Should marital cheating be a disqualification? Not in the eyes of this column. But voters in socially conservative and early-voting Iowa and South Carolina may think so. It is bad luck for Mr Gingrich that one of his former wives has been so willing to disparage his fitness for the presidency. In an Esquire profile last year, Marianne said her former husband “was impressed easily by position, status, money” and believed “that what he says in public and how he lives don’t have to be connected”.

Even after allowing for the bitterness of a woman scorned, and for the forgiving propensity of conservative Christians, this is not a testimonial that will help at the polls. He will also have to explain again the $300,000 penalty the House of Representatives made him pay in 1997 for violating tax rules, the first time it had ever disciplined a Speaker for ethical wrongdoing. A new controversy has now flared over $1.6m or so he has earned in fees from Freddie Mac, the government-supported mortgage giant which has since been blamed for pumping up the housing market and helping to cause the financial collapse of 2008. Mr Gingrich claimed in a recent debate that he had been taken on as an “historian” and had warned the organisation that the housing market was a bubble and that its business model was “insane”. But a Bloomberg story this week avers that officials who worked at Freddie Mac at the time deny having received any such advice.

Isaiah versus the management consultant


Few people question Mr Gingrich’s energy or originality. He was the dynamo behind the Republicans’ Contract with America in 1994 and remains a pyrotechnician of ideas: a “21st-century” sequel to the Contract is under construction. The worry is that he lacks the wisdom to distinguish between his occasional good idea and the dozens of duff and sometimes dangerous ones. He offers an odd mixture of pragmatism (he once favoured compulsory health insurance) and demagoguery. It is as if he cannot decide whether he is Isaiah or a management consultant.
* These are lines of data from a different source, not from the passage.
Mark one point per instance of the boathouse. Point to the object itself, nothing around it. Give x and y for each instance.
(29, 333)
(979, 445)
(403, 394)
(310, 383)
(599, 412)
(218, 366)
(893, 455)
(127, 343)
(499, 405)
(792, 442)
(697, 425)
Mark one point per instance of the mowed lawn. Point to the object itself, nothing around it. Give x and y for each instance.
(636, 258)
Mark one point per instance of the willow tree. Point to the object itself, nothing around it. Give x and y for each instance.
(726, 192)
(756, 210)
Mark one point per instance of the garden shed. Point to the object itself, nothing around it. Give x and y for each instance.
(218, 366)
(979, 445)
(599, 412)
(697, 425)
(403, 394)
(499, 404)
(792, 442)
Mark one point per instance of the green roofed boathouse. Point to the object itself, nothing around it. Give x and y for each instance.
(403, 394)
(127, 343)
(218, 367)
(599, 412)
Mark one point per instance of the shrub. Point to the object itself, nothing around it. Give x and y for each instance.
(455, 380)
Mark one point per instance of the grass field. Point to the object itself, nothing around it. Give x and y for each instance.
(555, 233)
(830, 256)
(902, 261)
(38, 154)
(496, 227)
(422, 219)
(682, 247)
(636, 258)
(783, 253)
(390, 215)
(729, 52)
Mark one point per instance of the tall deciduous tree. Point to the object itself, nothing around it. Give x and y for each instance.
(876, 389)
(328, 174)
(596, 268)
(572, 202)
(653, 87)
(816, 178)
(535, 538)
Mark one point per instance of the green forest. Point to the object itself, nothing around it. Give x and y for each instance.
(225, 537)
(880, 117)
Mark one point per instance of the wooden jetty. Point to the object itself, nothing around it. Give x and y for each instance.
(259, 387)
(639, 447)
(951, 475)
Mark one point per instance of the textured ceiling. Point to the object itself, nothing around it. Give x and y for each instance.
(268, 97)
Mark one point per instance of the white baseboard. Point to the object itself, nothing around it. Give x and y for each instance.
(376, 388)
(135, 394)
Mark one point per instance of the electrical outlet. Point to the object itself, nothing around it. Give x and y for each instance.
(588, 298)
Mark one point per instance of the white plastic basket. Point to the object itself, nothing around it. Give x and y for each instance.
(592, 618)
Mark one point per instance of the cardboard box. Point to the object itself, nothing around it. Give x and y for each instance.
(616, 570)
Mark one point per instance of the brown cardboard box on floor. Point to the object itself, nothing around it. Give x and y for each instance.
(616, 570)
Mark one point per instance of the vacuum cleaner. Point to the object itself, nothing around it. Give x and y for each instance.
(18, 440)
Over the past year the demagoguery has got the upper hand. Mr Gingrich prophesies the end of “America as we know it” under a president running a “corrupt, Chicago-style political machine” from the White House. In the summer of 2010 he reacted to plans to build a mosque in lower Manhattan by saying that American Muslims should not be allowed to do so until Saudi Arabia permitted the building of churches and synagogues. He claims that Islamic sharia law is taking over the American legal system by stealth and he wants to abolish the Court of Appeals for the Ninth Circuit because its judges are too liberal. That such a flawed and divisive politician has come to be seen as the shrewd elder statesman of the Republican presidential field is testimony only to the paucity of the alternatives. Unless they are feeling particularly suicidal, the Republicans will reject him, just as they have rejected Mr Perry and Mr Cain.